Julien, resté silencieux jusque-là, finit par intervenir :
— Camille, tu n'exagères pas un peu ? C'est l'anniversaire du petit.
— Toi, mêle-toi de tes affaires, c'est pas toi qui cours chez le médecin après — répliqua-t-elle sèchement, et la cuisine se figea dans un silence troublé seulement par le bourdonnement du réfrigérateur.
Marlène était alors sortie sur le balcon fumer une cigarette, bien qu'elle ait arrêté dix ans plus tôt. Elle gardait un paquet de Gauloises caché dans un tiroir pour les "situations de crise" — pour la première fois depuis une décennie, elle jugea qu'une telle situation venait d'arriver.
Le tournant survint en novembre. Léa tomba malade — une angine banale, trente-neuf virgule cinq de fièvre. Camille devait aller au travail pour une réunion importante, sans personne pour garder les enfants, alors malgré la tension, elle demanda de l'aide à sa mère.

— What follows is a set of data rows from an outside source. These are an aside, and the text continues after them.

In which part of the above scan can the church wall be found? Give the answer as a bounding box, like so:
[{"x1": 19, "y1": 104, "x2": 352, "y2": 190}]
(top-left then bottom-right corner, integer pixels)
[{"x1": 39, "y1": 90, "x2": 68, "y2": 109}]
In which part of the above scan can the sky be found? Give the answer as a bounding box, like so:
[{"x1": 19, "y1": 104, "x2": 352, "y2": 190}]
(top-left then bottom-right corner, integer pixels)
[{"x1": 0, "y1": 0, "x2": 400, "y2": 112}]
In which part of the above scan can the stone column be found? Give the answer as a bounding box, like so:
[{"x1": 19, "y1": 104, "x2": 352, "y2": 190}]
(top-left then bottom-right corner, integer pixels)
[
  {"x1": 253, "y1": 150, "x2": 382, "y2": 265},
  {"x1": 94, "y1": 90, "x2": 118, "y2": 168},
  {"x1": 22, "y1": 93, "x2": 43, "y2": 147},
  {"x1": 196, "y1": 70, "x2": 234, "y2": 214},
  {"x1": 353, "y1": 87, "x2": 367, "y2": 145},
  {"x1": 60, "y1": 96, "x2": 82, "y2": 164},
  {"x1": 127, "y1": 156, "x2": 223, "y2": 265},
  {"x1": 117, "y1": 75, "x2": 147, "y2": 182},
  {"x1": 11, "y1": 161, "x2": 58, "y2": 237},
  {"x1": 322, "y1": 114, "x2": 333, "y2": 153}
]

Marlène arriva à Bellevue avec un thermos de bouillon et des oranges. Elle resta tout l'après-midi au chevet de sa petite-fille, lui lut des histoires, prit sa température toutes les heures. Quand Léa finit par s'endormir, la fillette murmura, à moitié consciente :
— Mamie, tu m'aimes même quand maman est fâchée ?
Marlène sentit quelque chose céder en elle. Elle ne répondit pas par des mots — elle borda simplement la couverture plus serré et resta jusqu'au soir.
Quand Camille rentra du travail, elle trouva sa mère à la table de la cuisine, l'ordinateur portable ouvert. Marlène lui montra une feuille imprimée — la consultation d'une diététicienne clinique qu'elle avait prise en privé, pour cent quarante euros, afin de savoir combien de sucre par jour une enfant de sept ans pouvait réellement consommer sans risque pour sa santé.
— Je n'ai pas fait ça pour te contredire. Je l'ai fait parce que je veux savoir comment être la grand-mère que tes enfants méritent. Mais toi, il faut que tu me fasses confiance : moi aussi je les aime, et je ne veux pas leur faire de mal.
Camille s'assit en face d'elle, et resta longtemps à passer le doigt sur le bord de la feuille.
— Pardon de t'avoir crié dessus dans la pâtisserie. J'étais… j'avais tellement peur de perdre le contrôle sur tout. Le travail de Julien, l'appartement, tout part en vrille, et la nourriture des enfants, c'est la seule chose que je peux encore surveiller.
Cette nuit-là, elles s'assirent ensemble et rédigèrent des règles — pas sur un coin de nappe, mais proprement, sur une feuille de cahier à carreaux, que Marlène épingla ensuite avec un aimant sur le réfrigérateur de sa pâtisserie. Une friandise par semaine lors de la visite chez mamie, toujours après le repas, toujours avec son accord. Plus de gâteaux en cachette, plus de cris devant les enfants.
Neuf mois passèrent. Le vendredi 21 août, Marlène se tient derrière son comptoir et emballe dans une boîte deux petits muffins meringués — sans sucre, aux myrtilles. Dehors, il pleut de nouveau, le tramway de la ligne 1 vient de dépasser l'arrêt. Léa et Nathan entrent en trombe, secouant leur parapluie, suivis de Camille, téléphone à la main, l'application bancaire affichée à l'écran — elle vient de virer à sa mère l'argent du gâteau commandé pour la fête d'entreprise de Julien, qui a fini par retrouver un emploi.
— Mamie, on a droit à un muffin aujourd'hui ? — demande Léa, connaissant déjà la réponse, mais aimant le rituel de la question.
Marlène fait signe que oui et tend la boîte. Camille ne dit pas un mot d'objection — elle s'assoit simplement à une table, sort de son sac le cahier des règles, vérifie la date du dernier "jour sucré" et note la nouvelle. Le papier est déjà usé aux pliures, taché de café, mais il tient toujours sur le réfrigérateur, comme quelque chose qu'elles ont toutes les deux décidé de garder en vie.